If left untreated, it can affect one's vision, or even lead to facial spasms. Adults are more prone to this condition, as compared to children.

Rare Causes

  • In rare cases, eyelid twitching can be a symptom of nerve disorders such as Parkinson's disease, Bell's palsy, etc.
  • Hemifacial spasm is another rare condition that can cause twitching of the eyelids. However, it is a neurological condition that also affects the facial muscles.
  • In rare cases, certain medications may lead to this condition.

When to See a Doctor

Though twitching eyes are mostly innocuous, they can also be a symptom of an illness. So, how do we know when it is safe to ignore a twitching eye, and when it is not? Well, if you observe any of the signs and symptoms, then you should fix an appointment with your doctor immediately.
  • Inflammation of the eyelids
  • Persistent twitching for about a week or more.
  • Inability to open an eyelid due to severe spasms
  • Drooping upper eyelid
  • Spasms of the facial muscles


Usually, a twitching eye resolves on its own, without requiring any medical intervention. However, you can reduce the discomfort by using a warm compress on the eye, or massaging it gently. Depending on the underlying cause, the methods of treatment are as under.
» Dry eyes can be treated using eye drops and artificial tears.

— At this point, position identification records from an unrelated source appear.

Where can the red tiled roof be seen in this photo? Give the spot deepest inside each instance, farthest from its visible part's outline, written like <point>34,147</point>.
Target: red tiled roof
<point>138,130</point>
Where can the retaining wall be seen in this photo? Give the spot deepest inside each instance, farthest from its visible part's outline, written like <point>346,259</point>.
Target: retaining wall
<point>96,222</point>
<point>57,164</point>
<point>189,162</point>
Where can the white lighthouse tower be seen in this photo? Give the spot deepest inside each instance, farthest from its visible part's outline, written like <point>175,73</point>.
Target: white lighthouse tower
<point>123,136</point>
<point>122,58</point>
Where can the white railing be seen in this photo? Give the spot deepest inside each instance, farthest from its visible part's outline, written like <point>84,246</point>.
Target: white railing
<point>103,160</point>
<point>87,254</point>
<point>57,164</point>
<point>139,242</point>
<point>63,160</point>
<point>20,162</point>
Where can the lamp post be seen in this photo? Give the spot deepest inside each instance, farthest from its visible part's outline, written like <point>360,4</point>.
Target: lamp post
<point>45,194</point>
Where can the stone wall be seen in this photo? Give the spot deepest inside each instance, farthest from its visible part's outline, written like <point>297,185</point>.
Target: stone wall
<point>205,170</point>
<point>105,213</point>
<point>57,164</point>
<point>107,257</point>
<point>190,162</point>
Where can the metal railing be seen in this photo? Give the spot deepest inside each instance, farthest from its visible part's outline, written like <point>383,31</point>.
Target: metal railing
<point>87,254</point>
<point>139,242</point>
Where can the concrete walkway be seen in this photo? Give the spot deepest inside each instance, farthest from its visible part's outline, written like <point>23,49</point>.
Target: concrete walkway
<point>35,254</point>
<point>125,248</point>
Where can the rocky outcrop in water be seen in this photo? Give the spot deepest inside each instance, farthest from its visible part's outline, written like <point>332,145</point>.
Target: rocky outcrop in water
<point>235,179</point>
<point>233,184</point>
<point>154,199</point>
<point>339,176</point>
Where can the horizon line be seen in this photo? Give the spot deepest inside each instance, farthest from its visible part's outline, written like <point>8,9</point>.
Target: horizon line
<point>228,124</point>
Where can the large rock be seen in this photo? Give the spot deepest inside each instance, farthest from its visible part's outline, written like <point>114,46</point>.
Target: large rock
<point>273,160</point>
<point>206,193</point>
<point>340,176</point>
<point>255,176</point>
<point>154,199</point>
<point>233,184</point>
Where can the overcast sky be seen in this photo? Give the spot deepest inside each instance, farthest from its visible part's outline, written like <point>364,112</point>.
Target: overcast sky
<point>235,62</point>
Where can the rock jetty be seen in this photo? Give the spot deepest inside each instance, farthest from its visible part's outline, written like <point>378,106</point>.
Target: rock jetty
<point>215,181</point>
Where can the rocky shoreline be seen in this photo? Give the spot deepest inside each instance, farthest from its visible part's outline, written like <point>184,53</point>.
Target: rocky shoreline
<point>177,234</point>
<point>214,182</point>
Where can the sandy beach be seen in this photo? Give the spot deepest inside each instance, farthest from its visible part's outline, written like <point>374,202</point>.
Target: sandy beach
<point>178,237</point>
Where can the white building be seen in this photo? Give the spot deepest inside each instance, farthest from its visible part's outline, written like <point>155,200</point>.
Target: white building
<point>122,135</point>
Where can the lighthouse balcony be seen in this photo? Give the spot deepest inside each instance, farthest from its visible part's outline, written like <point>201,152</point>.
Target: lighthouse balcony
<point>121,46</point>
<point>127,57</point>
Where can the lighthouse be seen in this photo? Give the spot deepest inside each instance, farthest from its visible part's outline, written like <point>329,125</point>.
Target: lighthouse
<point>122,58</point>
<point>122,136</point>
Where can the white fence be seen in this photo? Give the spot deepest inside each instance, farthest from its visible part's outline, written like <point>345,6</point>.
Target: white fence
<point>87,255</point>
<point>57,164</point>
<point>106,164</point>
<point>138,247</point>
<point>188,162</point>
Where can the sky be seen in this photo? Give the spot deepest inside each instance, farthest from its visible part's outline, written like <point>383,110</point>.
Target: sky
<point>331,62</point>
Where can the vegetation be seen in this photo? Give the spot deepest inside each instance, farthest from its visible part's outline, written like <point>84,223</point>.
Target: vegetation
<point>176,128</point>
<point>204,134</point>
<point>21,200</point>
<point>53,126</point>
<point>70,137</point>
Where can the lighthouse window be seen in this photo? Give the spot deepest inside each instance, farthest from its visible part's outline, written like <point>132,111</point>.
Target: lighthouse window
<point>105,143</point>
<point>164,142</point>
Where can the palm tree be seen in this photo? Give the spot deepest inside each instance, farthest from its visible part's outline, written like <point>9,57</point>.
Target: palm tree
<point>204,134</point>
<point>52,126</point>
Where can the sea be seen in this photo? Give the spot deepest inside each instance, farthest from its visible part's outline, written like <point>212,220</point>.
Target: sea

» People suffering from twitching eyes caused due to light sensitivity, can wear sunglasses to shield the eyes from the UV rays of the sun, or wear anti-glare glasses when working for long hours on a computer.
» If the eyes twitch due to lack of sleep, then enough sleep is all that's needed. One should make it a point to sleep for at least 6-8 hours every night.

» Antihistamines can provide relief from allergic reactions that may cause twitching of eyes.
» If one is plagued with stress and fatigue, then steps should be taken to relieve stress. Short breaks between work, or planning an exercise regime to stay fit and happy, can help. Do anything that serves as a stress buster for you!
» If excessive intake of substances such as caffeine and alcohol is the cause, then the remedy is to reduce their consumption.

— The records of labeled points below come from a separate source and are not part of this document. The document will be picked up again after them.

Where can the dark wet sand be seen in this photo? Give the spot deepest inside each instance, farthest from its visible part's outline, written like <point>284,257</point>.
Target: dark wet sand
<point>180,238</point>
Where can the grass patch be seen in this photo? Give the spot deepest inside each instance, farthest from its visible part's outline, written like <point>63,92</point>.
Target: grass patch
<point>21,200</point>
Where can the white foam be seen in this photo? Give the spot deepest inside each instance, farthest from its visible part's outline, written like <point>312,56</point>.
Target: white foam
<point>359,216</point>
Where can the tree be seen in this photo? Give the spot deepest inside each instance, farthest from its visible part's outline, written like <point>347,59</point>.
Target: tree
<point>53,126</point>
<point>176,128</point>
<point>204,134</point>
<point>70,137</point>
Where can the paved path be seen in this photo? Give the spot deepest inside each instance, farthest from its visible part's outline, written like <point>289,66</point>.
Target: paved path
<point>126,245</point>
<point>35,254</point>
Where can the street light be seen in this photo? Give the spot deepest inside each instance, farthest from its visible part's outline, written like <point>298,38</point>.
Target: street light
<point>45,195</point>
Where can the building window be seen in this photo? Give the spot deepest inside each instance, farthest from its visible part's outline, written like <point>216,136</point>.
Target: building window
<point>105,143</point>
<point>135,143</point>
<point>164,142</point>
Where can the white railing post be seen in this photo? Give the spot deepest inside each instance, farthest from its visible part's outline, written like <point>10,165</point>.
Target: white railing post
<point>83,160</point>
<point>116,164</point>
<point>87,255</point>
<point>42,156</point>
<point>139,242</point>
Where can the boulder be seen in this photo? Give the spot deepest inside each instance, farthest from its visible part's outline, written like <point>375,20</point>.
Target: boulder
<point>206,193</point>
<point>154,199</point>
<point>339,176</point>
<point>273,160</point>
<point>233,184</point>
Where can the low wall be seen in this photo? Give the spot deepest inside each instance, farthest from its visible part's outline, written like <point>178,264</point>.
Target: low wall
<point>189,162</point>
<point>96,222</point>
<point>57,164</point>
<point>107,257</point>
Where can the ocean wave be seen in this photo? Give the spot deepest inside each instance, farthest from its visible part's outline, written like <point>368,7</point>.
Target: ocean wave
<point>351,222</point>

» If diagnosed with magnesium deficiency, one should increase the intake of foods rich in magnesium.

» Eye twitching associated with problems in vision, would resolve with vision corrections.
» Benign essential blepharospasm can be treated with botulinum toxin, also known as Botox. Very small quantity of Botox is injected into the affected area to relieve the symptoms. Myectomy, a surgical procedure, is also recommended for patients suffering from benign essential blepharospasm.
If other treatment options fail to alleviate the condition, then physicians may opt for surgery to remove the nerve responsible for twitching of the eye. Sometimes, they also recommend the removal of the spastic muscles. So, it is important that you consult a physician, should the symptoms persist for long.
Disclaimer: The information provided here is solely for educating the reader. It is not intended to be a substitute for the advice of a medical expert.